Areas we are now focusing on include:
Area | Description |
---|---|
Clean Scan | This helps us see how our models perform when we use proper hardware to scan the documents. This use case is very important for business because they usually don't mind using proper hardware (e.g. a normal scanner/printer) to scan the documents. Performance mostly depends on the models, and on the ability of pre-processing scripts not to mess up the already good images. |
Screenshots | Screenshots of images. This use case is important for extracting text from PDFs whose encoding has been corrupted. Performance mostly depends on the models, and on the ability of pre-processing scripts not to mess up the already good images. |
Phones | Contains images that are taken by a cell phone. The images might need quite a bit of pre-processing for Tesseract to be able to do a good job. Performance depends on the pre-processing scripts. |
Posters | Images that have colorful or complex backgrounds. Examples: Book covers, posters, memes, infographics, etc... |
Edge Cases | Images that measure edge cases. Examples: White text on black background. |
Tables | TBD |
Two-columns | TBD |
Each test case is made up of two files:
- An image file. Which can either be a JPG or PNG file.

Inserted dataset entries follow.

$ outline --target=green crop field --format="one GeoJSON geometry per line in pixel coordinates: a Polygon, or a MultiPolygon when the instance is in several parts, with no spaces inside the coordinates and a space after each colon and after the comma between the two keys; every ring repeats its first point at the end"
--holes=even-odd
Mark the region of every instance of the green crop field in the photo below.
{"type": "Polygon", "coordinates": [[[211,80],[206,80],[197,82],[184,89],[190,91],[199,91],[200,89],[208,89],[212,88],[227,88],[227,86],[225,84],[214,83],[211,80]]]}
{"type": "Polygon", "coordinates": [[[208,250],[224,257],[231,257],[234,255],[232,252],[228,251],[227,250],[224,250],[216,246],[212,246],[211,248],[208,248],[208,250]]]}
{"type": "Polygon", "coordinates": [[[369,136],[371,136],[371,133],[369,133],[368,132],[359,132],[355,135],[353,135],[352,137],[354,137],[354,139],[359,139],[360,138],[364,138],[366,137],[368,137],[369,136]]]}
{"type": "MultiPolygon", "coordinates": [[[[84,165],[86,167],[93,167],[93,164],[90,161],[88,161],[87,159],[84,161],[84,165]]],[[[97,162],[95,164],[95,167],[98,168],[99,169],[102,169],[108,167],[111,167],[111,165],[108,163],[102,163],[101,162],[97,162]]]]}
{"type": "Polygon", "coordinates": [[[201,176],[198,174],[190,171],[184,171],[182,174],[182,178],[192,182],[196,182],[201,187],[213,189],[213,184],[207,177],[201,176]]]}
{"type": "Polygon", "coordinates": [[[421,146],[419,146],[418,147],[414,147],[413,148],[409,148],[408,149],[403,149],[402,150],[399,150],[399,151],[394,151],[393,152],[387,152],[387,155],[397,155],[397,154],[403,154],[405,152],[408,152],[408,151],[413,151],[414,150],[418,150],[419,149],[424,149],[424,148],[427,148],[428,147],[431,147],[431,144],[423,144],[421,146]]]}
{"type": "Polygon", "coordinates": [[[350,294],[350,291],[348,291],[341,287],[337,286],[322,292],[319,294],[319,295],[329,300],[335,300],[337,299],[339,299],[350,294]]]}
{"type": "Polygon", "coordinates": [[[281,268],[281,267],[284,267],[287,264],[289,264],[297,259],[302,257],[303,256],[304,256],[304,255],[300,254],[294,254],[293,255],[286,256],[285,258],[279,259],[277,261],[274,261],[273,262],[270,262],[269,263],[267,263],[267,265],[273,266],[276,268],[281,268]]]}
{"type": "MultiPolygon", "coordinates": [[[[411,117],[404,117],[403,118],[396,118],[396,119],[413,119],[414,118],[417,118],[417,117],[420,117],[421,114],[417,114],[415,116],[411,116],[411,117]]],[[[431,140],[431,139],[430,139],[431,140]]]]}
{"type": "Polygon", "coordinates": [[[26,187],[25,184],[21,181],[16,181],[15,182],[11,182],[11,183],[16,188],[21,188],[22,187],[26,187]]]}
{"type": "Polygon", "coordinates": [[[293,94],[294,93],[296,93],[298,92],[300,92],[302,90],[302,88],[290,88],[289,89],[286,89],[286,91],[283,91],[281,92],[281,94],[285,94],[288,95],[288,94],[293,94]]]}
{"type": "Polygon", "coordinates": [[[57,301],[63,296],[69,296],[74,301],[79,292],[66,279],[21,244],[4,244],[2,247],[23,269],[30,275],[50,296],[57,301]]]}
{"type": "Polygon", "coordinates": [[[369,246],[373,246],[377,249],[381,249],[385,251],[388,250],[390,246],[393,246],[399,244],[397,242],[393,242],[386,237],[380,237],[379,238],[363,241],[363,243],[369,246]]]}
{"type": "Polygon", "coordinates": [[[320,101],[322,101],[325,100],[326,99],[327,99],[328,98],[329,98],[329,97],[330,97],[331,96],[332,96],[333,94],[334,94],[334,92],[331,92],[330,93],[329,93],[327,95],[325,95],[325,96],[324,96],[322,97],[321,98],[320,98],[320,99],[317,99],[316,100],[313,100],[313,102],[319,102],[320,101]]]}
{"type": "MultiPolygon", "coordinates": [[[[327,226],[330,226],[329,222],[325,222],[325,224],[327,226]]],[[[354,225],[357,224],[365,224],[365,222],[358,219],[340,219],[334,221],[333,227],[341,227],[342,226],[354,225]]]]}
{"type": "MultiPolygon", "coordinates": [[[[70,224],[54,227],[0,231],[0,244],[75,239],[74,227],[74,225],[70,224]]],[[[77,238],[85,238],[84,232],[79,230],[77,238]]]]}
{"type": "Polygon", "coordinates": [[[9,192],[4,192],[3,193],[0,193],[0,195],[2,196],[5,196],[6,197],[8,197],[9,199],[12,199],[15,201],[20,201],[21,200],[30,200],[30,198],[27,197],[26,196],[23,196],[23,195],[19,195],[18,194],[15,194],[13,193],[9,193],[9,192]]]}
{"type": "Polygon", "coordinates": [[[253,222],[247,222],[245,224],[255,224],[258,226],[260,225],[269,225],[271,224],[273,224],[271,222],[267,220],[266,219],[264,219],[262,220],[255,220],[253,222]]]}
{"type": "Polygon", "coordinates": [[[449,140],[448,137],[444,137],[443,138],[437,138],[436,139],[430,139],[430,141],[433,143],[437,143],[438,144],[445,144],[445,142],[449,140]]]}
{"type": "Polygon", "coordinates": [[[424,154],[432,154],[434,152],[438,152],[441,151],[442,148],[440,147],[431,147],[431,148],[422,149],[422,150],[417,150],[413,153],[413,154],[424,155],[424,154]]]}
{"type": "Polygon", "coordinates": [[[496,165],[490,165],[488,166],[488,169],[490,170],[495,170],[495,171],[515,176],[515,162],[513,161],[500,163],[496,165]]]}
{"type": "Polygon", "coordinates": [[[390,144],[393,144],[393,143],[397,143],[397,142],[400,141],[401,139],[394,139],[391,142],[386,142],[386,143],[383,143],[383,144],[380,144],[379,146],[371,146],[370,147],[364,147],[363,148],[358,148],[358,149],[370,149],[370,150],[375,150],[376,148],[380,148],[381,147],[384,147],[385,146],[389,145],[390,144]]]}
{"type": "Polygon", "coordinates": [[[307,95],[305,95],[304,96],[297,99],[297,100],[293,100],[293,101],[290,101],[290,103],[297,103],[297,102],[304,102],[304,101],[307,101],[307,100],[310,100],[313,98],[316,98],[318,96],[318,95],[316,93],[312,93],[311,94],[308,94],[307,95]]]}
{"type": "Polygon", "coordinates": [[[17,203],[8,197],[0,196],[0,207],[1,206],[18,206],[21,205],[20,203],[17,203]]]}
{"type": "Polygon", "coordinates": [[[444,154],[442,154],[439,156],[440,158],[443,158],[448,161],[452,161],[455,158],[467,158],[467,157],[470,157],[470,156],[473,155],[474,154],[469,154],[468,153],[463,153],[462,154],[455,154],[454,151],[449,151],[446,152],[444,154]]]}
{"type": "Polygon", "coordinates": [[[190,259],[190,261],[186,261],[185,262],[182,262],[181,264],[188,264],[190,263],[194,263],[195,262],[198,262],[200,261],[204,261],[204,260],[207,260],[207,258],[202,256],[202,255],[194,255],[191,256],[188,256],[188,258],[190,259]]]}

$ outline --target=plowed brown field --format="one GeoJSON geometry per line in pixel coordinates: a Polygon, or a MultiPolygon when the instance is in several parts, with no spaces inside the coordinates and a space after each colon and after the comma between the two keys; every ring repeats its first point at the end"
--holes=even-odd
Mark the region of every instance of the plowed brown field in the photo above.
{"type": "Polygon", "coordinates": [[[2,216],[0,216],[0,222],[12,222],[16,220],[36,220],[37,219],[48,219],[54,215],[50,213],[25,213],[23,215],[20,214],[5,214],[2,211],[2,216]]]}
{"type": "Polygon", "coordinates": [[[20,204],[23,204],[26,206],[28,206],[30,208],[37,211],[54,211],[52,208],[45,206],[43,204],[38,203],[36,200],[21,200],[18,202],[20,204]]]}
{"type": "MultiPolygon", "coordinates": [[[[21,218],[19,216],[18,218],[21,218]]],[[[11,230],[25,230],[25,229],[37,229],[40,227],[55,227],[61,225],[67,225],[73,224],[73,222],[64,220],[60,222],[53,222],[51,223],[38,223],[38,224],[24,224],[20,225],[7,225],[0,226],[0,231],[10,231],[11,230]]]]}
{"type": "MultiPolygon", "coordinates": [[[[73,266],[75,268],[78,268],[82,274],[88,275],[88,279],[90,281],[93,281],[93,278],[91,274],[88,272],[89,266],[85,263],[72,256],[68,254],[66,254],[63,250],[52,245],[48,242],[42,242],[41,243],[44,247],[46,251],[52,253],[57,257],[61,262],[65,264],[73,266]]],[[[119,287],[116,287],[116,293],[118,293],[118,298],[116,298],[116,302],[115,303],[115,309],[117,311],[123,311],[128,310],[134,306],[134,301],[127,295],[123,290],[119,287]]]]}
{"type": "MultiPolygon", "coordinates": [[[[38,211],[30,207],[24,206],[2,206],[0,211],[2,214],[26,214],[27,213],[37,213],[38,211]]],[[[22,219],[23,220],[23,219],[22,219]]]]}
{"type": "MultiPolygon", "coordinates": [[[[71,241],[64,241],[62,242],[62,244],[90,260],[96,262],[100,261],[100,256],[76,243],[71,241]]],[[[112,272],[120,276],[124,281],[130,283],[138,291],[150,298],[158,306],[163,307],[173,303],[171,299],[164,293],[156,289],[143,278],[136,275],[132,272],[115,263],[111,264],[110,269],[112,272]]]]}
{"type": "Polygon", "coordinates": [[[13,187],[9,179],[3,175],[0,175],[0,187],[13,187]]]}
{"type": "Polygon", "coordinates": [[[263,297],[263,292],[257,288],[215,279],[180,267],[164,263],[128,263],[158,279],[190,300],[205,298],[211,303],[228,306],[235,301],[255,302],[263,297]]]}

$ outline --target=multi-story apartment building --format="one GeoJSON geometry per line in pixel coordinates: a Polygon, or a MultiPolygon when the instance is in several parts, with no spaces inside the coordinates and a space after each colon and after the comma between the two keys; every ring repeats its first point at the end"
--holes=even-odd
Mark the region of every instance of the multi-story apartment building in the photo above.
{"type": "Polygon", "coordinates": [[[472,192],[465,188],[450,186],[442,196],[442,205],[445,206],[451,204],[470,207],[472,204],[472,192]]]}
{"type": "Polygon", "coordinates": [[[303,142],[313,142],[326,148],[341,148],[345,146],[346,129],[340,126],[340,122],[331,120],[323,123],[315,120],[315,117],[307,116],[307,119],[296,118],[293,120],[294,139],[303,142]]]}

- A text file that contains the Ground Truth.
Example: s-1.jpg
and s-1.txt
You can see the instructions to install tesseract here.
Tesseract expects model files to be in TESSDATA_PREFIX. TESSDATA_PREFIX depends on the OS and the version of tesseract. For example, on Ubuntu, Tesseract 5-alpha expects the models to be in /usr/share/tesseract-ocr/5/tessdata/
. Model files have .traineddata
extension.
The tests depend on ocreval so the commands must be present in PATH. Head over the the official repo for instructions on how to install it. Note: We only support Linux and Mac because ocreval is not available for Windows.
python3 ./src/eval.py source dest languages [--tessdata] [--dirty]
Examples:
python3 ./src/eval.py ./data ./out ckb
python3 ./src/eval.py ./data ./out ckb+eng
If you don't want to run ZhirPy on the images:
python3 ./src/eval.py ./data ./out ckb --dirty
This will create these files for each image:
image.jpg
: The image.image.txt
: The ground truth of the image.image.actual.txt
: Tesseract result of the image.image.ca.txt
: Character accuracy report for the image.image.wa.txt
: Word accuracy report for the image.
And will create these two aggregate reports:
word_accuracy.txt
: Aggregate word accuracy of all images.character_accuracy.txt
Aggregate character accuracy of all images.